This reminds me of myself trying to sneeze on one occasion but then I belched instead. It felt wierd, but I laughed my ass off regardless. :laugh:


----------



## Godzilla111 (Jan 4, 2010)

I would definitely be Khorne the fact that you are a gigantic daemon with a massive sword sounds pretty cool


----------



## LordLucan (Dec 9, 2009)

Your poll only has the big four. No love for Malice (chaos god of self hatred, manifested as an anti-chaos chaos god), Hashut (the bull god of the Chaos Dwarves) Necoho (chaos god of Atheism), and so on.

I would pick Malice, because the Sons of malice are awesome!


----------



## Asmodeun (Apr 26, 2009)

I would like to point out that slaanesh is not permanent. Tzeench has the lasting power you'll need to take over the galaxy (insert cheesy grin and bleached smile).


----------



## Child-of-the-Emperor (Feb 22, 2009)

Asmodeun said:


> I would like to point out that slaanesh is not permanent. Tzeench has the lasting power you'll need to take over the galaxy.


Explain yourself


----------



## bobss (May 18, 2008)

> Your poll only has the big four. No love for Malice (chaos god of self hatred, manifested as an anti-chaos chaos god), Hashut (the bull god of the Chaos Dwarves) Necoho (chaos god of Atheism), and so on.


Normally im against GW overriding fluff, but Im so glad they put a torch to that section of fluff-history...


----------



## Khorothis (May 12, 2009)

bobss said:


> Normally im against GW overriding fluff, but Im so glad they put a torch to that section of fluff-history...


I agree, Malice looked like a Chaos version of the Dark Angels, and Necoho was a contradiction in itself: a "god" of "unbelief in gods"... lolwut?

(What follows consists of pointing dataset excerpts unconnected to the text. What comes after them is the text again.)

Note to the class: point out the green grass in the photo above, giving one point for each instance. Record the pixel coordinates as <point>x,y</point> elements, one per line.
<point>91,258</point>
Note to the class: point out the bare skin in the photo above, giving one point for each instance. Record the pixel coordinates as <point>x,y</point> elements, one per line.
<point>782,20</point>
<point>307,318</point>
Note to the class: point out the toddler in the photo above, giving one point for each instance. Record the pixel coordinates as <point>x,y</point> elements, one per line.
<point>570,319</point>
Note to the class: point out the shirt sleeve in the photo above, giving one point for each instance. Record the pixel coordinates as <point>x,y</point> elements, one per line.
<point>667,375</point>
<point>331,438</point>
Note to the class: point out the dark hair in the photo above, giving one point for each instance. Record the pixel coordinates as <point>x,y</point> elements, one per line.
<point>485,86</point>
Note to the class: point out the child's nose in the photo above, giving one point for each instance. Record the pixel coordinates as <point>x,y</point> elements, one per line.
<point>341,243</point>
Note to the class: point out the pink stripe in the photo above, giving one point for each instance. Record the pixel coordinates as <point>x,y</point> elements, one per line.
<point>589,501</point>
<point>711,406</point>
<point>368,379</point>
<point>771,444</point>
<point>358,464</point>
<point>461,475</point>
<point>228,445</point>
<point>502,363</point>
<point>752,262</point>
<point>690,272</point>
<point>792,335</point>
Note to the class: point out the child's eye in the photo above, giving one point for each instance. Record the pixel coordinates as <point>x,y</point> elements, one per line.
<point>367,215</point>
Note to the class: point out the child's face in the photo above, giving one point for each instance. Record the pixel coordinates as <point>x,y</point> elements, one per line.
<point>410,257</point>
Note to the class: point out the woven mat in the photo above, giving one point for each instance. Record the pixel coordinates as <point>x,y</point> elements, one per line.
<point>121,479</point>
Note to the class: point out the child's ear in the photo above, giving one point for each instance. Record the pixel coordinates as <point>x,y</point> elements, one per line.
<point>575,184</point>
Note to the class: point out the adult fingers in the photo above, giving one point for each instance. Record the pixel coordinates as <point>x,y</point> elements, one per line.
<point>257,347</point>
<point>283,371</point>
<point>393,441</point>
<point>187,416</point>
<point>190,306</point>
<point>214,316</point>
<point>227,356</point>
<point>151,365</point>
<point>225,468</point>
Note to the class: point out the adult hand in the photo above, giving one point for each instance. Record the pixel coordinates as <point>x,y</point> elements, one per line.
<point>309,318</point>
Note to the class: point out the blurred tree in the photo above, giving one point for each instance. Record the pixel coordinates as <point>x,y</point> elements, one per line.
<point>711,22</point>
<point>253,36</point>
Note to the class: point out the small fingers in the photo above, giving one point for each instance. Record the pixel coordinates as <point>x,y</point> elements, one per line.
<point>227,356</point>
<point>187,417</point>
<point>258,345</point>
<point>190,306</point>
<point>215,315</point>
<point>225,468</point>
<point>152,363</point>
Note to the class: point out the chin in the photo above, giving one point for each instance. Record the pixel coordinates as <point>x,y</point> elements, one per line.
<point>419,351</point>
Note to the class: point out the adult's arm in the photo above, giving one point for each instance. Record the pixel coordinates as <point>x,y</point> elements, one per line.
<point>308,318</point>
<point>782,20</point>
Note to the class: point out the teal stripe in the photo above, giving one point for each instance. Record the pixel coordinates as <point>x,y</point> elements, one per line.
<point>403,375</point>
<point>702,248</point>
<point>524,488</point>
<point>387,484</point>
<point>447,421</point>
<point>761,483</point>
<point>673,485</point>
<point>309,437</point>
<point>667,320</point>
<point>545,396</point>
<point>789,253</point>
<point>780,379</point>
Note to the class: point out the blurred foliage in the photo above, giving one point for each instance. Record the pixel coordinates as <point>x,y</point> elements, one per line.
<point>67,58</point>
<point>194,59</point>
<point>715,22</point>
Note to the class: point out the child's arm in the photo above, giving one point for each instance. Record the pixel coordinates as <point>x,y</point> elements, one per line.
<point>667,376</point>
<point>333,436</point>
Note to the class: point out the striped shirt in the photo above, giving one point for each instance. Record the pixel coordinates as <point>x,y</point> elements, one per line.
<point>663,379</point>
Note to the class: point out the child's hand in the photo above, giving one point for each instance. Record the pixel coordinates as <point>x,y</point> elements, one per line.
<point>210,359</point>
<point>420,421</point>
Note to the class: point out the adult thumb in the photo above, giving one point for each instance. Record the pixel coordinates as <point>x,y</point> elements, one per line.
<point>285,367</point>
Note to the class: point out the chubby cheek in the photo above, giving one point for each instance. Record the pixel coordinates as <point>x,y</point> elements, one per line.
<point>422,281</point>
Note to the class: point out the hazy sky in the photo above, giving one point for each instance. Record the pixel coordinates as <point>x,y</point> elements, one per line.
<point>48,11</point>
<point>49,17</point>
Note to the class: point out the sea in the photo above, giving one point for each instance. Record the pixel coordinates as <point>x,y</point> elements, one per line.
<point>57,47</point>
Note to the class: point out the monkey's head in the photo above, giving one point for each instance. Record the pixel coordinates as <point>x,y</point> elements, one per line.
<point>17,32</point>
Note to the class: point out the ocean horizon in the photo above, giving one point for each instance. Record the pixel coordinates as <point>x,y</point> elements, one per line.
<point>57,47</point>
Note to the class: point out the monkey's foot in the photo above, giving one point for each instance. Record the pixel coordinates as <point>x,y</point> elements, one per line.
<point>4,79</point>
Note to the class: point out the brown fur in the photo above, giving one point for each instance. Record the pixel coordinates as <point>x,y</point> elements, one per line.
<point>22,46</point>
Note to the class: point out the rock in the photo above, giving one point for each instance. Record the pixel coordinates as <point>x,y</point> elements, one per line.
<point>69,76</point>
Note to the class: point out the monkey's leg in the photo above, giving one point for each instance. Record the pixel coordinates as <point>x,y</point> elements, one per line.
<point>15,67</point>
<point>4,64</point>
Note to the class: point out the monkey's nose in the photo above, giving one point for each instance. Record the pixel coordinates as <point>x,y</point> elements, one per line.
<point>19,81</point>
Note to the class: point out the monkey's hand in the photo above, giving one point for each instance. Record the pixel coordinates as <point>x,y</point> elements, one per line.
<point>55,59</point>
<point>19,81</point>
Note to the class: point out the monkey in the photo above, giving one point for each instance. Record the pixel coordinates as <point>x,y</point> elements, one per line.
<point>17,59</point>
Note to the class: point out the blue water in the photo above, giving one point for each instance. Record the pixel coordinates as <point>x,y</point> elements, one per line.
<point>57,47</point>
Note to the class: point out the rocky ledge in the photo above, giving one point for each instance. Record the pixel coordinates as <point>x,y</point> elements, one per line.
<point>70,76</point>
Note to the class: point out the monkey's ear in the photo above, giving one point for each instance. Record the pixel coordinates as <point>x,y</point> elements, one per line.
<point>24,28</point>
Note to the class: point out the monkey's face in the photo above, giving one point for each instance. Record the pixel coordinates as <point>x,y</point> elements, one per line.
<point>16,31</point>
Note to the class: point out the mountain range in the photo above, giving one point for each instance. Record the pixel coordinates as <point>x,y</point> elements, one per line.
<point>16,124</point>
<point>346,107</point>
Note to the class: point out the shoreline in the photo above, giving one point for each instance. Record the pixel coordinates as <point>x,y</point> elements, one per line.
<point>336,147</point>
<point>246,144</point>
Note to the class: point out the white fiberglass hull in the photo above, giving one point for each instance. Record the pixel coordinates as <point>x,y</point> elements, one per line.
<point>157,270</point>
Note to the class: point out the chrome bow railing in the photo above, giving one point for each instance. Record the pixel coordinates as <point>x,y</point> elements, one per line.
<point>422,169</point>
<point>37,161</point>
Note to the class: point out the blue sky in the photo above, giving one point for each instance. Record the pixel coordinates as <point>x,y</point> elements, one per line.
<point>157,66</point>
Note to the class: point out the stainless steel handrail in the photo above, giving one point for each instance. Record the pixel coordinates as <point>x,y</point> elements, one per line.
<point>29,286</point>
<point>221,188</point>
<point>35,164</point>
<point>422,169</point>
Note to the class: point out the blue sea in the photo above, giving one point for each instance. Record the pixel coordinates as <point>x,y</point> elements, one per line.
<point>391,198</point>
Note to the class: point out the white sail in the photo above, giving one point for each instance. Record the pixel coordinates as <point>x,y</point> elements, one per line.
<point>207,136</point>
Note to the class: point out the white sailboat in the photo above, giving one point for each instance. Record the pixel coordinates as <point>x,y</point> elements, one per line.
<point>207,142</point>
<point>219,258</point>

And Hashut is WHFB-only, isn't he?


----------



## LordLucan (Dec 9, 2009)

bobss said:


> Normally im against GW overriding fluff, but Im so glad they put a torch to that section of fluff-history...



Malice was in the latest BL short story collection... :biggrin:

Oh and Khorothis: A chaos god that doesn't make sense.... so? As opposed to all those sensible chaos gods like Slannesh male/female/young/eternal... or Tzeentch the god of change and disorder, yet is also a uniter of chaos...

Chaos doesn't have to make sense. Thoughts and concepts bind themselves together in the warp. There's nothing stopping a god formed from the concepts of atheism.


----------



## Khorothis (May 12, 2009)

LordLucan said:


> Malice was in the latest BL short story collection... :biggrin:
> 
> Oh and Khorothis: A chaos god that doesn't make sense.... so? As opposed to all those sensible chaos gods like Slannesh male/female/young/eternal... or Tzeentch the god of change and disorder, yet is also a uniter of chaos...
> 
> Chaos doesn't have to make sense. Thoughts and concepts bind themselves together in the warp. There's nothing stopping a god formed from the concepts of atheism.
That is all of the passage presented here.